Waterpipe (WP) tobacco smoking has surpassed cigarette smoking and now rivals the electronic cigarette as
the most popular tobacco product class in the US among youth. This may be due to the availability of sweet,
fruit- and candy-flavored tobaccos that make inhaling tobacco smoke more appealing. It is not clear what is
most important in terms of increasing appeal: the smoker's perception of sweetness, or flavor, or both. WP
tobacco is unique because of the amounts and identities of its additives and the way that it is smoked. The
flavorings and high levels of sweet humectants produce harmful and potentially harmful constituents in the
smoke, and are thought to contribute to the direct and indirect harm experienced by users.
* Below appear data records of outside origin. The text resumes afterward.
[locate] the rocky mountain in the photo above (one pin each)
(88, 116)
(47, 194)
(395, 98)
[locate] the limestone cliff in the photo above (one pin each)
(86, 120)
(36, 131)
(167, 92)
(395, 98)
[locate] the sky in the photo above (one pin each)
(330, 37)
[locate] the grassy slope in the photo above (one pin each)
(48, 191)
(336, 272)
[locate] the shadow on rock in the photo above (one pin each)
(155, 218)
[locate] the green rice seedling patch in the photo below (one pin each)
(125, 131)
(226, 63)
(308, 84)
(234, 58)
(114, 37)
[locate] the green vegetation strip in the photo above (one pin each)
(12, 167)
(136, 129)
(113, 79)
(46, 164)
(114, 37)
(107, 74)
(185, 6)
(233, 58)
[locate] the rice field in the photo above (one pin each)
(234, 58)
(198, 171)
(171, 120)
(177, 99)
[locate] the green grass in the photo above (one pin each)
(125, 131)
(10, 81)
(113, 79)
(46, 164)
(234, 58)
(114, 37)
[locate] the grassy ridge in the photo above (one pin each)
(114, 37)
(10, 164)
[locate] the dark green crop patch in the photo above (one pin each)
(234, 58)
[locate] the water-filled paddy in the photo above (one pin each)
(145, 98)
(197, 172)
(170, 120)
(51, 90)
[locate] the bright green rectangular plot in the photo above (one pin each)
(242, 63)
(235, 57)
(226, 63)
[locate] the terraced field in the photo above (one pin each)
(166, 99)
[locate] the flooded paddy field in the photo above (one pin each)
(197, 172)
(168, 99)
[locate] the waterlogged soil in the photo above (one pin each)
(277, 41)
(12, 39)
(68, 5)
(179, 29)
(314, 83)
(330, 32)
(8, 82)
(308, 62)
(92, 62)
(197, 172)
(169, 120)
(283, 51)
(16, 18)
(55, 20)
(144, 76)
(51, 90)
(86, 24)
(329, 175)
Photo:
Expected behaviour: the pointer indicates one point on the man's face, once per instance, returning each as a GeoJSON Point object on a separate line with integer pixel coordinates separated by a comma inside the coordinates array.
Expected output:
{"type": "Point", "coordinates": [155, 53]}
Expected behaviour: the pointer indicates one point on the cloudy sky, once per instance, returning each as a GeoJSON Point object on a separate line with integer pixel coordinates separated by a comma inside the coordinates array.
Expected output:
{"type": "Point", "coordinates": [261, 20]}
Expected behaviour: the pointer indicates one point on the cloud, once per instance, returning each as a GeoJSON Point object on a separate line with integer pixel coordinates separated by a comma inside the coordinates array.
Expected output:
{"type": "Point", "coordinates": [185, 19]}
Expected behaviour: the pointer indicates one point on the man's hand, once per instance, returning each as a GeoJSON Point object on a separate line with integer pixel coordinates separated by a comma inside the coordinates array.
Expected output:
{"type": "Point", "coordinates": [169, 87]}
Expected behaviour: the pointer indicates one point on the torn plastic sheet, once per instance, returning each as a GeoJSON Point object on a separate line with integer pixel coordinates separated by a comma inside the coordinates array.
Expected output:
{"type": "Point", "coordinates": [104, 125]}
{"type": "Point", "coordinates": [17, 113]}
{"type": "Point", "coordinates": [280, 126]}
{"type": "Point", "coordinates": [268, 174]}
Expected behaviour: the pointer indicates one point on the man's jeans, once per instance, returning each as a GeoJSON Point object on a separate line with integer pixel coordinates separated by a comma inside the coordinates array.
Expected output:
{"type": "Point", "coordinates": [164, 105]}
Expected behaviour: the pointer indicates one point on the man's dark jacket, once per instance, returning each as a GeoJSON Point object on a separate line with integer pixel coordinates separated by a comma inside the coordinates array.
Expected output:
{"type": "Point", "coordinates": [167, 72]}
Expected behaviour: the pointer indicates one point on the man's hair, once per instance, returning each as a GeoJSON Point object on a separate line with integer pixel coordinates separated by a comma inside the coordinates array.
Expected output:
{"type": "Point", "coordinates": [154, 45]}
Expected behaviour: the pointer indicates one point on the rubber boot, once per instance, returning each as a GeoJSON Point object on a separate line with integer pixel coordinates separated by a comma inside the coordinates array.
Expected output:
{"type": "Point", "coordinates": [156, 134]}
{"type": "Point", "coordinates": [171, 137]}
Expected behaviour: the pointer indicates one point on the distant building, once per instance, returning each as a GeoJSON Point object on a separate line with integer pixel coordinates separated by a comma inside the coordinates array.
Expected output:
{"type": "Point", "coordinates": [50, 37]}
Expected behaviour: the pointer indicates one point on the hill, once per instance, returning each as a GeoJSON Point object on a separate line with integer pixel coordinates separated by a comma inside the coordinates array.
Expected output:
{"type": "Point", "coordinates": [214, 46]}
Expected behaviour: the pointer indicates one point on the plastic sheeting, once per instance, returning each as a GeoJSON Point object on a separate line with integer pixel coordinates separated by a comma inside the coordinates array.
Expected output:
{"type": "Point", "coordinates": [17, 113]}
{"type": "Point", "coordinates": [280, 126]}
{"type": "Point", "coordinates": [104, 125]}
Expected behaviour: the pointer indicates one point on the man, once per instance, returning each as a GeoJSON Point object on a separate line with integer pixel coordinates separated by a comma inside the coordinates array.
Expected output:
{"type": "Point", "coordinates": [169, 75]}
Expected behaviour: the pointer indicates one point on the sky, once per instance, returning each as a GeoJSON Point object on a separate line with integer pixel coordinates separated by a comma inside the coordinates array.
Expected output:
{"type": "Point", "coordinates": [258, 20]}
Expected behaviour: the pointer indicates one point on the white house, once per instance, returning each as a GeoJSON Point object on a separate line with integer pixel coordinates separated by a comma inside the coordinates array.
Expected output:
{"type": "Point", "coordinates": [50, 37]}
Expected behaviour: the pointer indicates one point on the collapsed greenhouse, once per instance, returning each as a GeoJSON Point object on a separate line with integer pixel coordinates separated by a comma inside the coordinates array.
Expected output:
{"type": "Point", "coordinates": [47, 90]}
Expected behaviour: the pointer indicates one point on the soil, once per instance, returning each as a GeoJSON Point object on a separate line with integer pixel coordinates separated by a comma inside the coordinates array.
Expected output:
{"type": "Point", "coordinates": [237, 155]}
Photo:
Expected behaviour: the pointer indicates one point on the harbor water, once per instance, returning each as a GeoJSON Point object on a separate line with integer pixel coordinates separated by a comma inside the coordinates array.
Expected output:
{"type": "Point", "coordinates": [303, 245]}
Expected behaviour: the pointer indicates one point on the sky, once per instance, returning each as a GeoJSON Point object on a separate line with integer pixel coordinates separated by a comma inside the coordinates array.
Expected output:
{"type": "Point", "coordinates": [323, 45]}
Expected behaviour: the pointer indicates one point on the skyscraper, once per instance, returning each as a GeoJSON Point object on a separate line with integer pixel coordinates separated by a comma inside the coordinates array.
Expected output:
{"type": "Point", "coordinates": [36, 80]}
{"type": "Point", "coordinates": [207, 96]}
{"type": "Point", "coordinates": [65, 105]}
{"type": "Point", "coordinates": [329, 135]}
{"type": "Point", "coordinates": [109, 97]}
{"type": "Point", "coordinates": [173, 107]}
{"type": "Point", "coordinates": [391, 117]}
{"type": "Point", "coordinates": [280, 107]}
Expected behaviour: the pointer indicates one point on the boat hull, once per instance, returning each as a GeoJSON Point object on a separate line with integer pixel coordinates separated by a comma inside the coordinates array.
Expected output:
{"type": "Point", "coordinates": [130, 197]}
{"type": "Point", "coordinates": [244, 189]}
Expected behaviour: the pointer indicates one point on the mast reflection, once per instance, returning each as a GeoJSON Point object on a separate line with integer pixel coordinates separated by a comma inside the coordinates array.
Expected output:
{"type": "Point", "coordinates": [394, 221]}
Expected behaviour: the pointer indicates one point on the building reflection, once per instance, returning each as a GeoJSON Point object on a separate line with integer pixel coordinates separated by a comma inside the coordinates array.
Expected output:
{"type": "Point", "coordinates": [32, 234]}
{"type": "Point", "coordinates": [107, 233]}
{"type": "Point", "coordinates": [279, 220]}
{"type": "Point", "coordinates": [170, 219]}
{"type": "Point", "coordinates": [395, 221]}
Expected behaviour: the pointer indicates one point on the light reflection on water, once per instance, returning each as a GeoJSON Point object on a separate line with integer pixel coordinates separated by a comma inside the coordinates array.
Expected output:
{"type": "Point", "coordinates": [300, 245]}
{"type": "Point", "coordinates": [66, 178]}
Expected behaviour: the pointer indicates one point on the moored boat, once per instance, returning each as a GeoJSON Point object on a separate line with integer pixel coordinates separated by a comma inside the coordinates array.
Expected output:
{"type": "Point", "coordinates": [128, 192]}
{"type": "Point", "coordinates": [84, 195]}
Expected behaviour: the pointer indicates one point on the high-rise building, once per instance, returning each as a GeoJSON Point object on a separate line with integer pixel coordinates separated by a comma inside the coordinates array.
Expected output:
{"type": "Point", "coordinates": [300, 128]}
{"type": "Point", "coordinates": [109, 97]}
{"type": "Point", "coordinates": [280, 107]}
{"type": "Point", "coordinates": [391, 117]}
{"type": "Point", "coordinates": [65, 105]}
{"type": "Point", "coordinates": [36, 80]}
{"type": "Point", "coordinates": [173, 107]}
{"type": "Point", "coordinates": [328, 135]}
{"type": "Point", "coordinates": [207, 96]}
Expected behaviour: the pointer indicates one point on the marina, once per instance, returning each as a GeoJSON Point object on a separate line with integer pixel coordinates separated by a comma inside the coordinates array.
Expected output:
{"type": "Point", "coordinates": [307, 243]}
To define the
effects of specific chemical content with respect to sweet perception and likability among users, WP tobacco
that differs only in the variables of interest must be used. There is no set of commercially available tobacco
brands for which this is true, and thus we propose to manipulate commercial products to properly isolate the
important variables. There is an existing data gap surrounding the influence of WP tobacco additives, i.e.,
sweet humectants and flavorings, on the addictiveness, toxicity, flavor perceptions and appeal of WP smoking.
The proposed study uses a crossover human trial, a manipulated WP tobacco prodcut, a validated research
grade waterpipe and cutting edge analytical chemistry and psychosocial instruments to systematically
investigate the effects of sweet humectant concentration and flavorings on the appeal, puffing behavior, and
toxicity of WP tobacco smoking. The purpose of the proposed study is to acquire sound scientific data to inform
the development of possible regulatory actions such as identifying and establishing evidenced-based product
standards, or maximum thresholds of additives in WP tobacco that must not be exceeded in order for the
product to be sold and distributed in the US. This study will address RFA-OD-15-005 questions 3 and 4 by
quantifying the impact of WP tobacco additives, such as humectants and flavorants, on human puffing
behaviors and HPHC levels in mainstream WP tobacco smoke to address these important data gaps.